The simplest method is to transform data you already have, but cannot directly use, into usable data. This requires some time and effort to do the transformation, but you can start now if you have the data. Some simple examples include:

Merging Data - Your transactional data set doesn't contain all records from the same source, so being able to mash a couple sets together can allow you to put outcome values (success/fail) and categorical attributes (customer, feature, etc.) in one place. This might give you more options for filtering the data, or simply improved display of the results (having customer name instead of just a numerical ID). Merging data sets is technology dependent, but a relational database can do this easily and Excel's VLOOKUP feature is not too much harder.

Continuous Values to Success/Failure - Suppose customers complain about slow web page performance rather than actual errors. Your web logs do contain time data, but the duration values are contiguous and it isn't obvious what values are 'good' vs. 'bad'. I would consider picking an arbitrary value for an acceptable page generation time, then grading all of the pages against that value to get success/fail scoring. You will probably have to adjust the threshold a few times to understand what customers are complaining about. You can then sum up the success/fail values to get success rates by time, customer, etc.

Parsing Logs - Sometimes your data set is trying to escape from a large volume of verbose text logs. I find this to be the case when error logs have values like dates, customer names, and error types, but it's hard to distill this into something quantitative. The output you are looking for is quantified data rows showing dates, amounts, outcomes, customers, etc. You could write custom scripts using regular expressions, your Computer Science professors would be proud of you. Or you could use any of a number of log parsing tools that support quantification as a feature (ElasticSearch and SumoLogic are examples).

Custom Data Collection

Nothing beats setting up a custom data collection system to get structured and relevant troubleshooting data. Of course, the cost is also higher, especially in terms of time you have to wait until you have a worthwhile amount of data to draw conclusions from. In my experience, this requires several days -- partly to debug the data collection itself, and then to gather several days worth of good quality data. But the results can be awesome.

FTP Problems - I worked an issue where customers reported problems transferring files to our FTP server. The reports were initially dismissed as 'crazy' because manual attempts to reproduce the issue successfully accessed the server. I set up a scripted process to send and receive files at regular intervals and capture errors. After several days, it became clear that customers were not crazy, that a significant number of attempts were failing. Once we established belief in the problems, several fixes were identified and applied to improve reliability.

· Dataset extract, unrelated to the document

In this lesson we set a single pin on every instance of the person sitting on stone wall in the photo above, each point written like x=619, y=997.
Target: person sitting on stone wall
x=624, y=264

Reports Not Accessible - In another similar issue, customers accessing a custom report solution complained that it was intermittently unavailable. Again, these complaints were regarded as 'crazy', because manual attempts to reproduce the issue successfully accessed the reports. I again set up a scripted process to check the reports from the external endpoint used by customers, and found that it was indeed intermittently available. Again, armed with the knowledge that the problems were real, we were quickly able to determine differences between internal and external access that caused the problems experienced by customers.

Memory Leaks - While troubleshooting an application server that seemed to have gone insane, we noticed that memory utilization was rather high. When restarting the process caused the insanity to disappear, we decided to investigate memory leaks. We were not in the habit of watching memory closely, and we did not gather statistics in a server monitoring package. So I set up a script to check the memory on all of our application servers on a regular basis. After waiting a day, we were able to see strong evidence of memory leaks.

You will have to make your own judgement about the cost of custom data collection vs. the severity of your issue. Again, the waiting time to get a significant data set is the worst part. I'll follow up with another post about the hands-on mechanics of collecting data and making these custom collection scripts easier.